The problem occurs when I embed the document in Excel via the Ribbon Insert > Object > Create from File and then select a Word document. The document is then loaded into the workbook. When I close Excel winword.exe is still running and the window is invisible.
When I disable my Add-in, winword.exe is running only for about a second to embed the document. That is the behaviour I want with my Add-in enabled as well.
To narrow down the problem I created a simple VSTO Word Add-in for testing. These are the changes I made to the class generated by Visual Studio:
private void ThisAddIn_Startup(object sender, System.EventArgs e)
{
Application.DocumentBeforeClose += Application_DocumentBeforeClose;
}
void Application_DocumentBeforeClose(Word.Document Doc, ref bool Cancel)
{
System.Windows.Forms.MessageBox.Show("Application_DocumentBeforeClose");
}
private void ThisAddIn_Shutdown(object sender, System.EventArgs e)
{
System.Windows.Forms.MessageBox.Show("ThisAddIn_Shutdown");
}
When I start Word and close it again, this Add-in shows both message boxes as expected. When I embed a Word document in an Excel workbook, the "DocumentBeforeClose" message pops up a second later or so, but the "Shutdown" message does not appear. winword.exe keeps running even after I have closed Excel.
Removing the line where the event handler is hooked up causes the Add-in to show the "Shutdown" message 1 second after the document has been embedded and winword.exe quits.
This led me to think that the event handler causes a reference to the Application-object of Word, which prevents it from shutting down.
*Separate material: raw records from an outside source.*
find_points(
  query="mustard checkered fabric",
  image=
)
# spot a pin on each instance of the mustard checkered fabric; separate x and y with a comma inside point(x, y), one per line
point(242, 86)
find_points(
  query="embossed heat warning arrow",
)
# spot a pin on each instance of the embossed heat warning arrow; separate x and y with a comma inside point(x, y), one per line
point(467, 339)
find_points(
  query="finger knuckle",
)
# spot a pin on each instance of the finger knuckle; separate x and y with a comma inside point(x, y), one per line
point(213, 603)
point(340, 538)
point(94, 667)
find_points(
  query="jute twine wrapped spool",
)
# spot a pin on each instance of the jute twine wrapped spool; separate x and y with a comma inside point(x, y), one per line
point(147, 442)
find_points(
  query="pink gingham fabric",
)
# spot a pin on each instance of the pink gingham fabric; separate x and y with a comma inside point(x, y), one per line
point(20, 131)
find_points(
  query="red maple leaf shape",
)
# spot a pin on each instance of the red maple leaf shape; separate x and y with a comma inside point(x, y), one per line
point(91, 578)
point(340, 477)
So I tested it the other way around because I also have an Excel Add-in which does the same task. To test that, I built an Excel Add-in just like the Word Add-in above, embedded a workbook in a Word document and the Excel Add-in shows both messages without leaving behind an excel.exe process.
To figure out the nature of the problem, I tried unhooking the event handler in DocumentBeforeClose:
Application.DocumentBeforeClose -= Application_DocumentBeforeClose;
GC.Collect();
This allows winword.exe to shutdown but also disables functionality of my Add-in. I can not use that solution because the event also occurs if there is only one document and the users closes it but wants to keep working with Word. The Add-in has to keep working then as well.
I expect that Word documents will also be embedded in other 3rd party applications and not embedding it will not work for me either.
This problem occurs at least with the VSTO 2007 add-in shown above and a Word 2013 add-in using the PIAs.
I don't think weak event handlers will work because weak references to COM objects are not possible, right?
Can I prevent the event handler from keeping the Word process alive? Are there any other ways to hook the DocumentBeforeClose
event or COM events in .NET?
Edit: I was also able to reproduce the problem with an Add-in written in Visual Basic 6 in Word 2003. So it doesn't even seem to be .NET related.
回答1:
Instead of attaching the DocumentBeforeClose
event handler on application startup, consider attaching it on document open—and only if it's not an embedded object.
The tricky part is determining whether the document being opened is an embedded object.
I haven't found any documented way to explicitly check whether an Automation application is currently in embedded mode, but there are a number of things you can check to infer that it is.
For example, I've highlighted some properties of Word's Application object below that are not avaiable when the document being opened is an embedded object. If you want to check whether they're available, you may need to use exception handling, since attempting to access such properties may be invalid.
Another thing you can check is that in the WindowActivate event, the document object has a different value for the Kind property when opened as an embedded object. There's an example described here for a document embedded in an Outlook email.